Wait! Don’t leave just yet. I promise this isn’t blog post 10,001 about how banks are in the process of being “Uber-ized” by tech startups. I’m talking about an entirely different problem.
This problem is largely self-inflicted, but it also should be solvable if we tackle it the right way. The big crisis? Banks are short on lending talent (see here for details), and the shortfall is about to get much larger as the boomer generation retires with very few qualified replacements in sight.
Why is this so important?
A great lender can have a superhero-level impact on a bank’s balance sheet.
Every bank I’ve ever worked with has a huge variance in the level of lender production. The distribution typically looks like a power law curve, where there are a few big producers, a few laggards, and then the majority of lenders fall in the middle as “average.” While this is true of sales production in most industries, it is especially important in banks.
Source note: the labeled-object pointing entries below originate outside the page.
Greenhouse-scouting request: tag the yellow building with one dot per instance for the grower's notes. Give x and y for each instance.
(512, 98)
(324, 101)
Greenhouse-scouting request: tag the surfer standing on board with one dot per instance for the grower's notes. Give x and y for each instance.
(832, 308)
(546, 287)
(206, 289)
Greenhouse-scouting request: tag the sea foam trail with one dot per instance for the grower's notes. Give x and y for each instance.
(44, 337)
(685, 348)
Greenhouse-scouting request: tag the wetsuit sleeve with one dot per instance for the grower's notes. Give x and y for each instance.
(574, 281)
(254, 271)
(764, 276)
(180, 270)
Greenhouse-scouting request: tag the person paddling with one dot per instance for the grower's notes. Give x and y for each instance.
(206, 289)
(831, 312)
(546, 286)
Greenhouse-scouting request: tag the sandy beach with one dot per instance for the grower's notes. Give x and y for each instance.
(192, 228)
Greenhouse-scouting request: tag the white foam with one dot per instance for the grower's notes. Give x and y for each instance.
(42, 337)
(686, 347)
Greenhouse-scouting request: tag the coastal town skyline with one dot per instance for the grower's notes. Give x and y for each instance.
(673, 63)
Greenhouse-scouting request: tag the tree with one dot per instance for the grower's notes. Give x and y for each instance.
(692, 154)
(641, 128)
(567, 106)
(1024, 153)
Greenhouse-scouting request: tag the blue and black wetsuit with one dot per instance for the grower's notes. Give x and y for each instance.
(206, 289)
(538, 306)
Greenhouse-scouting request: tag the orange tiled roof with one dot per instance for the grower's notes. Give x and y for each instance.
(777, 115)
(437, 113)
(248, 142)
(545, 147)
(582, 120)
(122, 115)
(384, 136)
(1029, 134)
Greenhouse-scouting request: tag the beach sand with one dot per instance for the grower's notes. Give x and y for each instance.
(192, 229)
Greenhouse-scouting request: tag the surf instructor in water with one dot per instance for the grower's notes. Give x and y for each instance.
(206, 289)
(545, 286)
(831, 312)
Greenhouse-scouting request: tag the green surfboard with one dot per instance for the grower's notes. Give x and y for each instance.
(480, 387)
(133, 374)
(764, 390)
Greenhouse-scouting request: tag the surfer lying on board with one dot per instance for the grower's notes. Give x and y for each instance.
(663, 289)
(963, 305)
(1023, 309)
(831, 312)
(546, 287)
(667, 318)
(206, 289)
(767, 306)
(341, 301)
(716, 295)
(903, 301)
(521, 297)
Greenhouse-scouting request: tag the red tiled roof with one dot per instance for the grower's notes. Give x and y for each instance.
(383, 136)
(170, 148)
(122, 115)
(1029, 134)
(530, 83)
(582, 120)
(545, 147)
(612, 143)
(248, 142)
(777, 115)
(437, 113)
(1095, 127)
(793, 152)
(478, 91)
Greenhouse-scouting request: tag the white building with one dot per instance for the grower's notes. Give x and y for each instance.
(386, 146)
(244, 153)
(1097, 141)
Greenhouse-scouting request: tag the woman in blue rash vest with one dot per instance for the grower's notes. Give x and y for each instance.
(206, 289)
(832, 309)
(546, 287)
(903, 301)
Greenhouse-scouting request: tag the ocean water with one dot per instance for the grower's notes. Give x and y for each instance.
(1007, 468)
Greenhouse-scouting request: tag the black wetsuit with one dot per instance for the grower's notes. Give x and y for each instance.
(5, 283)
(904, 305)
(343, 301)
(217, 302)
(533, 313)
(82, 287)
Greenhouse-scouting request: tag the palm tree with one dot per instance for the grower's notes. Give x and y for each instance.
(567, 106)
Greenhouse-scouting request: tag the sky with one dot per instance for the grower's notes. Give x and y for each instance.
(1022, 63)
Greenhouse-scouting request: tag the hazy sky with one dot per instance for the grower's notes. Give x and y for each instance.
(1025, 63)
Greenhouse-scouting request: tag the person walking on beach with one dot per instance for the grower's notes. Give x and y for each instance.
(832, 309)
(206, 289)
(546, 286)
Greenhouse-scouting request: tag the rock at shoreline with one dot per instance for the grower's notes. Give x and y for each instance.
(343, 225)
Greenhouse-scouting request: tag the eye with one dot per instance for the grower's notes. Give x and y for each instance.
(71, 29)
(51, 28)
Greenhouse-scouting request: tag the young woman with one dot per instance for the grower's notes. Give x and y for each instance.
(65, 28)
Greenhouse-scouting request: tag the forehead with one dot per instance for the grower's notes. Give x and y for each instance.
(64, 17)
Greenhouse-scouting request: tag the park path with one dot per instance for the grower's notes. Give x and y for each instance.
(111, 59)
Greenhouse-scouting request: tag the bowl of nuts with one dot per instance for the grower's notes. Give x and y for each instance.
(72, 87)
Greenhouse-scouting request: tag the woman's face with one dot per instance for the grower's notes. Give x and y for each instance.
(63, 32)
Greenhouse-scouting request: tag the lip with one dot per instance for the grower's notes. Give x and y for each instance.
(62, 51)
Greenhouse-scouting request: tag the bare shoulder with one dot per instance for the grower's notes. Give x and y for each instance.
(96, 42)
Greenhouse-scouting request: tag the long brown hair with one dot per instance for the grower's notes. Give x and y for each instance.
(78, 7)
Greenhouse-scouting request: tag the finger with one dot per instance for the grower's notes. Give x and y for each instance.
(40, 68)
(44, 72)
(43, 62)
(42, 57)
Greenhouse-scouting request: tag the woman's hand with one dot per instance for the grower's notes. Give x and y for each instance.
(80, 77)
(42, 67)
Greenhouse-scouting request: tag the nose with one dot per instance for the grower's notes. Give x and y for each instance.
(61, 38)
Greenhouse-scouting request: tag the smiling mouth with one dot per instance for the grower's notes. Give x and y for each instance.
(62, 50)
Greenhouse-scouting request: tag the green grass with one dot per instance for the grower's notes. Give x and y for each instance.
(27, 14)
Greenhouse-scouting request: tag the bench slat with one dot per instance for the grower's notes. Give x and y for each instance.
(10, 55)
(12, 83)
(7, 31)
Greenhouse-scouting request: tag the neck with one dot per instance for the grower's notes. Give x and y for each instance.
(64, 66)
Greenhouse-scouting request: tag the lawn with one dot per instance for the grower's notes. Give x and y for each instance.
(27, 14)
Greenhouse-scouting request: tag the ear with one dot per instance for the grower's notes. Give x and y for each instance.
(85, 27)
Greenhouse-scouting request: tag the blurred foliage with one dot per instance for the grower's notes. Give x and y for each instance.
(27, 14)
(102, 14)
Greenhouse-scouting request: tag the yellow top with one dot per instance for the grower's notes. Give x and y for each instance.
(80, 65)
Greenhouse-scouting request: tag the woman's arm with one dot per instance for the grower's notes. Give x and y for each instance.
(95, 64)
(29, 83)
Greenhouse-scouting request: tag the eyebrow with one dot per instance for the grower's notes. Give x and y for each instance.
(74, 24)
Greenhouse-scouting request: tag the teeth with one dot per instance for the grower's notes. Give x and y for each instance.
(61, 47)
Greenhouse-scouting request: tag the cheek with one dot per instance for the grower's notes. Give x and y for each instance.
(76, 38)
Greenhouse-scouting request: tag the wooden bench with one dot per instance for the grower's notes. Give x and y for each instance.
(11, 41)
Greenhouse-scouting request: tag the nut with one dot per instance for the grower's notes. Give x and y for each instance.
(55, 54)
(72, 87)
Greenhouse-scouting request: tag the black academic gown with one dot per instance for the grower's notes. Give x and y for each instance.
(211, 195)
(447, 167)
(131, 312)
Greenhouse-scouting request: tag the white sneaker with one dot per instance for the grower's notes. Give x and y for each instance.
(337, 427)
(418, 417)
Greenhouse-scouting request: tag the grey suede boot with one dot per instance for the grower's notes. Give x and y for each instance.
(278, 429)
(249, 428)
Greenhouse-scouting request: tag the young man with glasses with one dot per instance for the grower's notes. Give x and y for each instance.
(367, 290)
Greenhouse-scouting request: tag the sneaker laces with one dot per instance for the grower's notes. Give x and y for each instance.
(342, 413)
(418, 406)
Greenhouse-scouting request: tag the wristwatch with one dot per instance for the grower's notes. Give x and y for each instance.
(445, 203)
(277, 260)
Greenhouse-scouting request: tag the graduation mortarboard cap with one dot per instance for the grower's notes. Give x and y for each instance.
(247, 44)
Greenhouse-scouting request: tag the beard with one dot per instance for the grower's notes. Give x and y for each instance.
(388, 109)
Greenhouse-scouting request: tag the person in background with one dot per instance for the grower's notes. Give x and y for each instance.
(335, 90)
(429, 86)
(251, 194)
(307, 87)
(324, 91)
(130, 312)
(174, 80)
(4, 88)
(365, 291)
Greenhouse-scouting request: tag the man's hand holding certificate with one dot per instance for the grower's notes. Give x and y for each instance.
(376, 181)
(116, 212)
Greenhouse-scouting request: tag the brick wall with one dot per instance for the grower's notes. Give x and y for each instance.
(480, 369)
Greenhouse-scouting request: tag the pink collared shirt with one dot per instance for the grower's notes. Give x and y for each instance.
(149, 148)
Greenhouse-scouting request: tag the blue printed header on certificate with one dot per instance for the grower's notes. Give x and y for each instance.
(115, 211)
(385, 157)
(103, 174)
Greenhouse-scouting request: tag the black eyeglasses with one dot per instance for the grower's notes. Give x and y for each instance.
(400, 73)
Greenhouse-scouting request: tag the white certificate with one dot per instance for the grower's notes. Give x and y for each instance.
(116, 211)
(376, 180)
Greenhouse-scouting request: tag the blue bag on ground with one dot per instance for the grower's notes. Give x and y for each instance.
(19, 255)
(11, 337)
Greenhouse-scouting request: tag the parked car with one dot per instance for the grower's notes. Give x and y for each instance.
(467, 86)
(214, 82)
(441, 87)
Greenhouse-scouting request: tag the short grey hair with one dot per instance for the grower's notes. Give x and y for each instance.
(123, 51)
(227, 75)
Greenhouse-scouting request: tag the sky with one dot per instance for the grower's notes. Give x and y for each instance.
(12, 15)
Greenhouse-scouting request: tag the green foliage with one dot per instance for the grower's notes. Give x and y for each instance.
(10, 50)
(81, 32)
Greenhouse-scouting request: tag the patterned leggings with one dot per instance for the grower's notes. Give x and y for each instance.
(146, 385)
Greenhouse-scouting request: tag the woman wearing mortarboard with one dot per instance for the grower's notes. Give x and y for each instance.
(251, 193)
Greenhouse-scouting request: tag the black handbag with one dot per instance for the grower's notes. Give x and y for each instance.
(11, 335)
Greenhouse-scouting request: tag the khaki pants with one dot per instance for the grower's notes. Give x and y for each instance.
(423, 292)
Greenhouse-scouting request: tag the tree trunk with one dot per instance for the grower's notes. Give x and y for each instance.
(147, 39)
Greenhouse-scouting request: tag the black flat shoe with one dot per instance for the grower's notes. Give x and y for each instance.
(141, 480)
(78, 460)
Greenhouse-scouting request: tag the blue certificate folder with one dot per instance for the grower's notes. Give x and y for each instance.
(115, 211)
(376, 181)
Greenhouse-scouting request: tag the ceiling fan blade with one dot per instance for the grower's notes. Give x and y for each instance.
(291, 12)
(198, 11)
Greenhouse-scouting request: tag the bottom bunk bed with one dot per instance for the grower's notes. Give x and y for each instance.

All of those deals live on the balance sheet, and their makeup dictates the bank’s profitability and risk profile for years to come. Given that dynamic, the top lenders in a bank have a massive impact on the institution’s performance.
Let’s start by defining “massive impact.” To get to that number, we have to first identify the top producers, or “Alpha Lenders” as we call them. There are lots of ways we could define Alpha Lender, but when gauging impact, we wanted to keep it simple and use portfolio size as the determining factor. The average portfolio size is obviously different depending on the bank, as differing strategies create different loan mixes and organizational structures. So we used a measure of a lender’s portfolio size relative to the other portfolios within their own bank. We expected top-heavy production, but frankly, the degree of that top heaviness was surprising.
In most of our client banks, the top 20% of commercial lenders produce about 60% of the total commercial portfolio. But, the really impressive part is that they not only produce more volume, they also produce more profitable deals as measured by risk adjusted ROE.
Take a look at this bank, a PrecisionLender client, which has close to 200 commercial lenders. We divided their lenders into deciles by volume, and then compared the top few groups:
How do we find or grow that kind of talent? And then there’s the question that keeps CEOs up at night: What happens if/when they leave? The Top 20 lenders have a median portfolio size of $139 million, and generate median ROEs of 13.2%. Lenders 41 through 60 (solidly in the middle of the curve) have a median portfolio size of $26 million and median ROEs of 8.11%. That top group is allocating a giant chunk of the bank’s capital, and is doing it more profitably than all of the other lenders. Wouldn’t it be great to have more of those?
Answering those questions should be a top priority for bank management teams. The ones that get it right will be the big winners in the coming years. Those that don’t? My guess is their banks get added to the growing M&A stats, as they will have little choice but to sell before they lose too much ground.